Morel mushrooms – a beautiful autoimmune friendly food :)

Tyla has done it again! She is the Queen of Mushroom Picking and this week, she has found morels – no less, she has found them in…wait for it….our garden!!

She found 100 grams of these babies!

I had no idea when morels grew  – I just assumed they would be around in October – the same as all the others like porcinis (cepes) and oyster mushies. But no! They are here. And they taste A-MA-ZING! Ed cut them, leaving the stalks in the ground and we hope they spore some more. They grow well in sandy soil and they’re hollow. To prepare them, you rinse them well and voila – ready to cook! They are not to be eaten raw, as they are mildly toxic.

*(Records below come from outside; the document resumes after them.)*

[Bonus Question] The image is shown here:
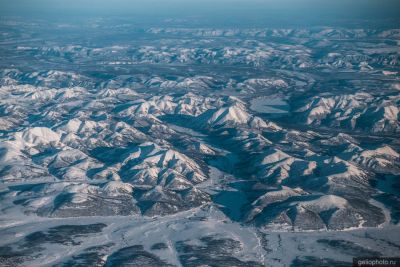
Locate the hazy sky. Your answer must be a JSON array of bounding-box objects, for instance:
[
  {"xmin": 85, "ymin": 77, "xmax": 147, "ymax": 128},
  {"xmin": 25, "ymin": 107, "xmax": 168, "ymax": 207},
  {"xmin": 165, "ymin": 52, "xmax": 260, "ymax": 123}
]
[{"xmin": 0, "ymin": 0, "xmax": 400, "ymax": 27}]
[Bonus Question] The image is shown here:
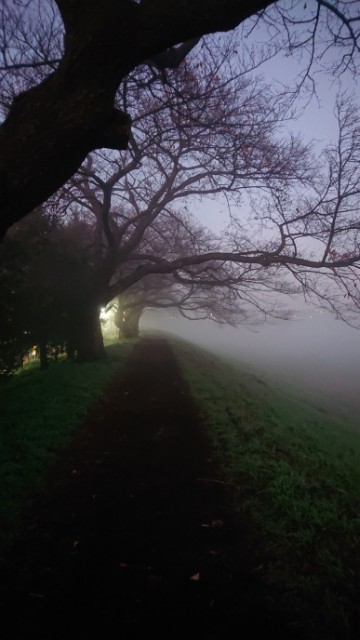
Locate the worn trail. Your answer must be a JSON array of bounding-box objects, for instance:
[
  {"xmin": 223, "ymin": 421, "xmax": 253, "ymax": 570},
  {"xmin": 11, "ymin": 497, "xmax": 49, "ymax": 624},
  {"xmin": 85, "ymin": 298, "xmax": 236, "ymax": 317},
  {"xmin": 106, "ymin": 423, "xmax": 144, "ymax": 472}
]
[{"xmin": 0, "ymin": 339, "xmax": 285, "ymax": 640}]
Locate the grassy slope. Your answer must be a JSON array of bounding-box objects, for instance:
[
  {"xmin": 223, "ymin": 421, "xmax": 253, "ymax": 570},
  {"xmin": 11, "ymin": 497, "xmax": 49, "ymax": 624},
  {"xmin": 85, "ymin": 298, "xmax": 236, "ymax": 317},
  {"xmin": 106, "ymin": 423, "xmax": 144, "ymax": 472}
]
[
  {"xmin": 171, "ymin": 340, "xmax": 360, "ymax": 640},
  {"xmin": 0, "ymin": 341, "xmax": 132, "ymax": 548}
]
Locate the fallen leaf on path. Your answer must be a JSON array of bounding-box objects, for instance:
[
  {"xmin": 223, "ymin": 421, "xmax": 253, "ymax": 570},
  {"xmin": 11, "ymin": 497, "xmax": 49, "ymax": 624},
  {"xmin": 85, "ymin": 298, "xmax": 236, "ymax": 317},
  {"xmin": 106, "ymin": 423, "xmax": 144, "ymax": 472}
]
[
  {"xmin": 210, "ymin": 519, "xmax": 224, "ymax": 529},
  {"xmin": 190, "ymin": 572, "xmax": 200, "ymax": 582}
]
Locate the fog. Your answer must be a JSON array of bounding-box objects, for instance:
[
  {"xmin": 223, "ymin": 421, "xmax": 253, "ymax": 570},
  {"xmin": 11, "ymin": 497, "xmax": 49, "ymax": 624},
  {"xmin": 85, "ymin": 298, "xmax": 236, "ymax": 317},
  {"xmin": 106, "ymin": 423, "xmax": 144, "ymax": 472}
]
[{"xmin": 141, "ymin": 310, "xmax": 360, "ymax": 422}]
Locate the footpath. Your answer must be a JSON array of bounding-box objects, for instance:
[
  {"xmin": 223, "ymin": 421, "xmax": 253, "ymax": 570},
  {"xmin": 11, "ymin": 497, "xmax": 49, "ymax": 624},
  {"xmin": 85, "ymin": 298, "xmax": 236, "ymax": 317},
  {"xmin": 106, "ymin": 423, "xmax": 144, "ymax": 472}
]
[{"xmin": 0, "ymin": 338, "xmax": 289, "ymax": 640}]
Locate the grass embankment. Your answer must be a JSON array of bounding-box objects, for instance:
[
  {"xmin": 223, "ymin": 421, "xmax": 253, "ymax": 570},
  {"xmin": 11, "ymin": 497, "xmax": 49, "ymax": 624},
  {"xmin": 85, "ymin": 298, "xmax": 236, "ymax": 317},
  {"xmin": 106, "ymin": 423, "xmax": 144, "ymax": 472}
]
[
  {"xmin": 0, "ymin": 341, "xmax": 133, "ymax": 550},
  {"xmin": 171, "ymin": 340, "xmax": 360, "ymax": 640}
]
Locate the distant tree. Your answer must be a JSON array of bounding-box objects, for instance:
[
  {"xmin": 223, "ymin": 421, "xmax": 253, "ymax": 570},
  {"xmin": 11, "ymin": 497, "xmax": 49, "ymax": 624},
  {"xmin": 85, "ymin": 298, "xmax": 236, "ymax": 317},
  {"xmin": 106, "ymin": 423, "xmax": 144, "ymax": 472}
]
[
  {"xmin": 114, "ymin": 274, "xmax": 255, "ymax": 338},
  {"xmin": 0, "ymin": 0, "xmax": 359, "ymax": 233},
  {"xmin": 45, "ymin": 49, "xmax": 306, "ymax": 360}
]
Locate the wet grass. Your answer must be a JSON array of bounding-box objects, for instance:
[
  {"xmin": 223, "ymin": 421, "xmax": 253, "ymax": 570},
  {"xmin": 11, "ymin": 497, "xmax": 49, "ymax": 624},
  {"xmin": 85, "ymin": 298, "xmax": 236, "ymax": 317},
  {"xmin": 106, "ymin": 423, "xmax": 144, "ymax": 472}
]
[
  {"xmin": 171, "ymin": 340, "xmax": 360, "ymax": 640},
  {"xmin": 0, "ymin": 341, "xmax": 133, "ymax": 550}
]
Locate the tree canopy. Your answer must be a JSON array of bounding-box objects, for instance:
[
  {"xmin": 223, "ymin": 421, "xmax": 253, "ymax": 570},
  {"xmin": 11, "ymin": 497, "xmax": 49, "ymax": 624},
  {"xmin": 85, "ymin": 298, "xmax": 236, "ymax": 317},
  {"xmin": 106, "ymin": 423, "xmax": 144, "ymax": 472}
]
[{"xmin": 0, "ymin": 0, "xmax": 359, "ymax": 233}]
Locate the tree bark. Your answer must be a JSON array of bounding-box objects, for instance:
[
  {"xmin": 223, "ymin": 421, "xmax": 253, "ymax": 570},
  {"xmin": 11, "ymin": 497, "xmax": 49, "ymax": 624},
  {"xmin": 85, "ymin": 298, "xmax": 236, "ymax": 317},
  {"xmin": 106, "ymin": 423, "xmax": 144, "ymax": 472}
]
[
  {"xmin": 74, "ymin": 306, "xmax": 106, "ymax": 362},
  {"xmin": 39, "ymin": 339, "xmax": 48, "ymax": 371},
  {"xmin": 122, "ymin": 307, "xmax": 143, "ymax": 338},
  {"xmin": 0, "ymin": 0, "xmax": 274, "ymax": 235}
]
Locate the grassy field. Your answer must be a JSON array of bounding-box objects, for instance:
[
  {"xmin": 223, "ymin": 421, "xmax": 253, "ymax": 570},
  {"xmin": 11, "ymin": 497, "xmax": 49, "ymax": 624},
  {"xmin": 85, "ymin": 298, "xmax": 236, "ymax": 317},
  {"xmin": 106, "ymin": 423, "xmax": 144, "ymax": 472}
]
[
  {"xmin": 171, "ymin": 340, "xmax": 360, "ymax": 640},
  {"xmin": 0, "ymin": 341, "xmax": 132, "ymax": 550}
]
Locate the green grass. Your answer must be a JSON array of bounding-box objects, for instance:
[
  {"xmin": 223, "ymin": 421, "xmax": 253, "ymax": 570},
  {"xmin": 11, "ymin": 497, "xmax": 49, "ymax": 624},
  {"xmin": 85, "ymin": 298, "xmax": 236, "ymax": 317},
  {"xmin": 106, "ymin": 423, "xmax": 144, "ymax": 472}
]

We made some homemade burgers, with onion, garlic, salt and pepper and parsley from the garden (no egg and cumin, as I’m still on my elimination diet). I prepped some baby spinach, ripe avocado and we fried up some pork strips that I had marinating in olive oil, salt, pepper and dried garlic. For the morels, we had two separate recipes. For Ed and Tyla, they fried some garlic in a tablespoon of butter, until soft. Then they added chopped up Morels and cooked for another couple of minutes. Then at the end, added a tablespoon of white wine, salt and pepper. I had mine the same, but olive oil instead of butter and no white wine.

We fried the burgers on our Le Creuset griddle pan, and served with the pork and morel sauce.

O. M. G!!

I have never tasted mushrooms so good! Considering I wasn’t feeling too optimistic about the dwindling supplies in the fridge, I was super excited about the meal we created. I really could have eaten that dinner twice. Roll on more rain and more morels!